Interleukin-1 beta enhances capsaicin-induced neurogenic vasodilatation in the rat skin.

作者信息

Herbert M K, Holzer P

机构信息

Department of Anaesthesiology, University of Würzburg, Germany.

出版信息

Br J Pharmacol. 1994 Mar;111(3):681-6. doi: 10.1111/j.1476-5381.1994.tb14791.x.

Abstract
  1. This study examined the effect of interleukin-1 beta (IL-1 beta) on the capsaicin-induced increase in cutaneous blood flow of anaesthetized rats as measured by laser Doppler flowmetry. 2. The substances were administered by intraplantar subcutaneous injection of 10 microliters-volumes, saline being injected into one hindpaw and IL-1 beta into the other. 3. IL-1 beta (0.5-500 pg) was without effect on blood flow on its own but dose-dependently enhanced the hyperaemic response to intraplantar capsaicin (0.3 microgram) up to 180% (P < 0.05) of the response seen in saline-treated paws. 4. Il-1 beta-(163-171), a fragment devoid of proinflammatory activity, failed to enhance capsaicin-induced hyperaemia when given at a dose of 50 pg. 5. Indomethacin (10 mg kg-1, i.p.) did not alter the capsaicin-induced vasodilatation but prevented IL-1 beta (50 pg) from augmenting the hyperaemic response to capsaicin. 6. The hyperaemia evoked by intraplantar calcitonin gene-related peptide (0.038-3.8 ng) was not altered by IL-1 beta (50 pg). 7. These data indicate that IL-1 beta enhances the cutaneous hyperaemic response to afferent nerve stimulation with capsaicin in a prostaglandin-dependent manner. This proinflammatory action of the cytokine appears to arise from sensitization of afferent nerve endings.
摘要
  1. 本研究通过激光多普勒血流仪检测了白细胞介素-1β(IL-1β)对辣椒素诱导的麻醉大鼠皮肤血流量增加的影响。2. 通过足底皮下注射10微升体积的物质,将生理盐水注入一侧后爪,将IL-1β注入另一侧。
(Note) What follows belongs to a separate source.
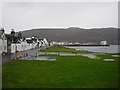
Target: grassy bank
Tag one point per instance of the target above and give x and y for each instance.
(57, 48)
(66, 71)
3. IL-1β(0.5 - 500皮克)单独对血流量无影响,但剂量依赖性地增强了对足底注射辣椒素(0.3微克)的充血反应,最高可达生理盐水处理爪中所见反应的180%(P < 0.05)。4. Il-1β-(163 - 171),一种缺乏促炎活性的片段,以50皮克的剂量给药时未能增强辣椒素诱导的充血。5. 吲哚美辛(10毫克/千克,腹腔注射)未改变辣椒素诱导的血管舒张,但阻止了IL-1β(50皮克)增强对辣椒素的充血反应。6. 足底注射降钙素基因相关肽(0.038 - 3.8纳克)引起的充血未被IL-1β(50皮克)改变。7. 这些数据表明,IL-1β以前列腺素依赖的方式增强了对辣椒素传入神经刺激的皮肤充血反应。这种细胞因子的促炎作用似乎源于传入神经末梢的致敏。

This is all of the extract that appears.